The offensive ushered in the full-blown neoliberal model that has failed
to deliver for the majority, generated inequality and insecurity on a huge
scale, and imploded with such disastrous consequences five-and-a-half years
ago.
For the miners, the strike was a defensive battle
for jobs and communities. But it also raised the alternative of a different
kind of Britain, rooted in solidarity and collective action.
The crippling of
the country's most powerful union opened the way for the systematic
deregulation of the labour market – and the zero-hours contracts, falling real
wages, payday loans and food banks we are living with today.
Every couple of years, evidence emerges to
underline the unparalleled nature of the state onslaught and ruthless
rule-breaking to overcome resistance in the mining communities, bought at a
cost of £37bn in
today's prices.
In January, newly released cabinet papers
confirmed that, just as Scargill had warned at the time, there was
indeed a secret hit list to close
75 collieries with the loss of 75,000 jobs when the strike began.
Thatcher
lied about it and planned
to send thousands of troops into the coalfields, as her government faced
imminent defeat.
In media and establishment mythology, of course,
it was the insurrectionary incompetence
of the miners' leadership that led to the breakneck destruction of the
mining communities, rather than the government that ordered it.
That is abject
nonsense.
There was simply no option of a gentle rundown of
the industry in 1984, with or without a national ballot, as the treatment
of pits that worked during the strike demonstrated.
The only choice was between
the certainty of mass closures and the chance of halting the assault.
To achieve its goal, the government unleashed the
full force of the state: a militarised police occupation of the coalfields, a
commandeered and manipulated criminal justice system, mass sackings and
jailings – and the use of MI5,
GCHQ, the NSA and special branch to bug, infiltrate, smear, manipulate the
media, and stage dirty tricks against the union and its leaders.
Since The Guardian first reported leaks about
security service operations against the miners in the 1990s, much more has
emerged and been confirmed by former officials.
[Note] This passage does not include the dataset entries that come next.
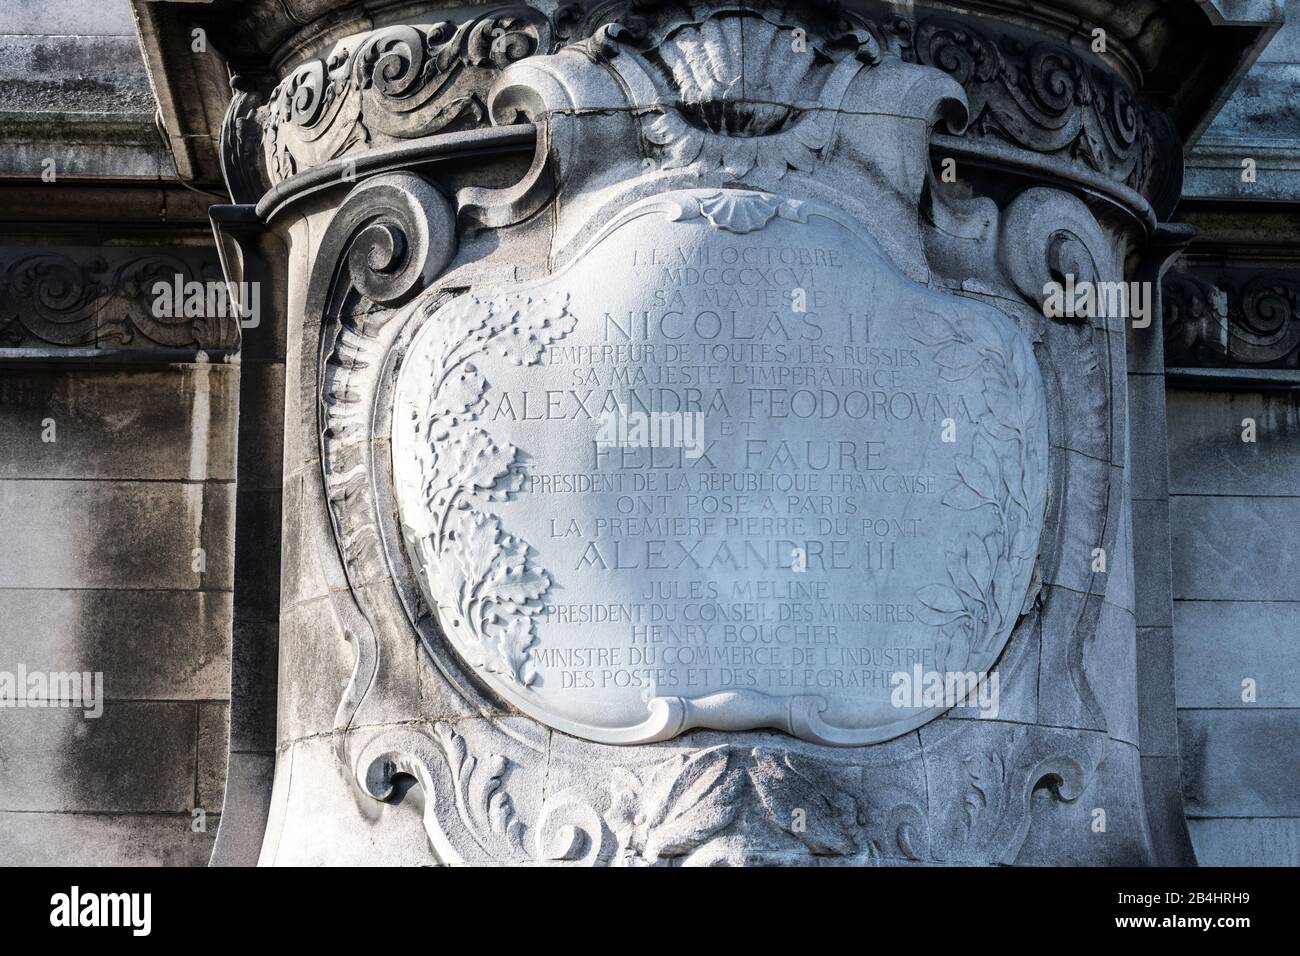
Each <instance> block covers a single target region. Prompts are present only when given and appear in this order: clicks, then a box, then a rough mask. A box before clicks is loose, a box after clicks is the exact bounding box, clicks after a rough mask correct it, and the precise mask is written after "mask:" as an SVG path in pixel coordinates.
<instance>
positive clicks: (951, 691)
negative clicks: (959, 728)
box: [889, 663, 1000, 719]
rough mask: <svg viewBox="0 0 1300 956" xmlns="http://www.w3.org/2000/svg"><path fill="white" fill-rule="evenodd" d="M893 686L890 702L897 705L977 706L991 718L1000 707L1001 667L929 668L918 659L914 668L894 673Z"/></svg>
mask: <svg viewBox="0 0 1300 956" xmlns="http://www.w3.org/2000/svg"><path fill="white" fill-rule="evenodd" d="M889 687H891V688H893V689H892V691H891V693H889V702H891V704H892V705H893V706H896V708H911V709H917V710H919V709H922V708H944V709H945V710H946V709H952V708H975V709H976V710H979V715H980V717H983V718H988V719H993V718H996V717H997V714H998V710H1000V693H998V689H1000V682H998V678H997V671H988V672H978V671H927V670H922V666H920V665H919V663H918V665H914V666H913V669H911V671H896V672H894V674H893V675H891V678H889Z"/></svg>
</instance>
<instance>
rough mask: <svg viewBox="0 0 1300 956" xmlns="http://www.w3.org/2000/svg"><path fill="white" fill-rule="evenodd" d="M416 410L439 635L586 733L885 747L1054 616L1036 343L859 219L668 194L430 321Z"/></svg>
mask: <svg viewBox="0 0 1300 956" xmlns="http://www.w3.org/2000/svg"><path fill="white" fill-rule="evenodd" d="M396 401H398V414H396V415H395V416H394V420H395V425H394V467H395V475H396V486H398V501H399V506H400V510H402V519H403V529H404V535H406V540H407V548H408V553H409V554H411V555H412V561H413V562H415V564H416V568H417V571H419V575H420V580H421V585H422V588H424V591H425V594H426V597H428V600H429V602H430V606H432V607H434V609H435V613H437V617H438V620H439V623H441V626H442V630H443V632H445V633H446V636H447V639H448V641H450V643H451V645H452V646H454V648H455V650H456V652H458V653H460V654H461V657H464V658H465V661H467V662H468V663H469V665H471V666H472V667H476V669H478V670H480V672H481V674H482V675H484V676H485V679H486V680H487V682H489V683H490V684H491V685H493V687H494V688H495V689H498V692H500V693H502V696H504V697H506V698H507V700H510V701H511V702H512V704H515V705H516V706H519V708H520V709H523V710H524V711H525V713H529V714H533V715H534V717H538V718H539V719H542V721H546V722H547V723H551V724H552V726H555V727H558V728H560V730H564V731H568V732H573V734H580V735H582V736H589V737H591V739H597V740H607V741H614V743H633V741H640V740H649V739H662V737H666V736H671V735H673V734H677V732H681V731H684V730H688V728H689V727H692V726H708V727H718V728H724V730H738V728H745V727H753V726H772V727H779V728H781V730H785V731H788V732H792V734H797V735H800V736H805V737H809V739H814V740H822V741H824V743H836V744H863V743H872V741H876V740H884V739H888V737H889V736H894V735H897V734H901V732H905V731H906V730H910V728H913V727H915V726H919V724H920V723H923V722H924V721H926V719H931V718H932V717H935V715H936V714H937V713H939V710H937V709H935V708H927V709H922V708H913V709H909V708H897V706H894V705H893V704H892V702H891V678H892V676H893V675H896V674H898V672H900V671H907V672H910V671H913V670H914V669H915V667H920V669H922V670H924V671H935V670H987V669H988V667H991V666H992V663H993V662H995V659H996V657H997V656H998V653H1000V652H1001V649H1002V646H1004V645H1005V643H1006V640H1008V637H1009V635H1010V632H1011V628H1013V627H1014V624H1015V622H1017V620H1018V618H1019V615H1021V613H1022V609H1023V604H1024V601H1026V597H1027V594H1028V585H1030V580H1031V576H1032V570H1034V562H1035V559H1036V554H1037V546H1039V537H1040V535H1041V528H1043V512H1044V501H1045V476H1047V424H1045V410H1044V399H1043V386H1041V381H1040V377H1039V371H1037V365H1036V363H1035V360H1034V354H1032V349H1031V346H1030V343H1028V342H1027V341H1026V339H1024V338H1023V336H1022V334H1021V333H1019V332H1018V330H1017V329H1015V326H1014V324H1011V321H1010V320H1009V319H1006V317H1005V316H1004V315H1001V313H1000V312H997V311H995V310H992V308H988V307H984V306H982V304H976V303H972V302H969V300H963V299H958V298H954V297H948V295H943V294H939V293H935V291H932V290H928V289H926V287H923V286H920V285H917V284H915V282H913V281H911V280H909V278H906V277H905V276H904V274H902V273H900V272H898V271H897V269H896V268H894V267H893V265H892V263H889V261H888V259H887V258H885V256H884V255H883V252H881V251H880V250H879V247H878V246H876V243H875V242H874V239H872V238H871V237H870V235H868V234H866V233H865V232H863V230H862V229H861V226H857V225H855V224H853V222H852V221H848V220H846V219H845V217H842V216H840V213H837V212H835V211H832V209H827V208H823V207H818V206H814V204H805V203H800V202H794V200H787V199H783V198H780V196H770V195H759V194H753V193H744V191H737V190H724V191H722V193H718V191H716V190H715V191H711V193H710V191H702V190H695V191H681V193H675V194H668V195H667V196H658V198H655V199H651V200H643V202H642V203H640V204H637V206H636V207H632V208H630V209H628V211H625V212H624V213H623V215H621V216H619V217H617V219H616V220H615V221H614V222H611V224H610V226H608V228H607V229H606V230H604V232H603V233H602V234H601V235H599V237H597V239H595V241H594V242H593V243H591V245H590V246H589V247H588V248H586V250H585V251H584V252H582V255H581V256H578V258H577V259H576V260H575V263H573V264H572V265H569V267H568V268H567V269H564V271H563V272H560V273H558V274H556V276H555V277H552V278H551V280H547V281H546V282H543V284H538V285H536V286H534V287H526V289H525V287H517V289H513V290H510V291H507V293H502V291H485V290H472V291H471V293H467V294H464V295H461V297H459V298H458V299H455V300H454V302H452V303H451V304H450V306H445V307H443V308H441V310H439V311H437V312H434V313H433V315H430V316H428V317H426V319H425V324H424V326H422V328H421V330H420V332H419V334H417V336H416V338H415V341H413V343H412V349H411V354H409V360H408V362H407V364H406V367H404V368H403V372H402V377H400V381H399V389H398V399H396Z"/></svg>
MI5's
"counter-subversion" role has been largely transferred to a string of
notorious undercover police units, now
the subject of an official inquiry; global blanket surveillance by GCHQ and
the NSA is on another scale entirely from their then unprecedented operations
against the miners' strike; while state
collusion with mass corporate blacklisting of trade unionists has
continued, despite the enfeebled state of the labour movement.
Thirty years on, the argument about coal is now
focused on the threat of global warming and carbon emissions, rather than the
tiny workforce that still mines it or the social wreckage in the coalfields
left behind by Thatcher's social vandalism.
But the battle over coal in the 1980s was in any
case really about power and class, not fuel – just as the argument about its
legacy is more about the future than the past.
Success for the miners could
not, of course, have turned the neoliberal tide, which was a global phenomenon.
But it would certainly have at least weakened Thatcher, reined in her worst
excesses, and put a brake on Labour's rush for the "third way", which
eventually turned into New Labour's embrace of the Thatcherite settlement.
As the strike fades into history, the miners'
stand has been vindicated by the experience of that failed model.
Profound
economic change means such an industrial conflict will never be repeated in
that form; but its experience can speak to our times.
Among its lessons are that you can't always fight
on terrain and at times of your choosing; division can be fatal; and the higher
the stakes, the dirtier that employers and governments will play.
And as Crow
demonstrated, militancy may not guarantee success – but passivity will
asphyxiate unions when the workforce needs them to be stronger than ever.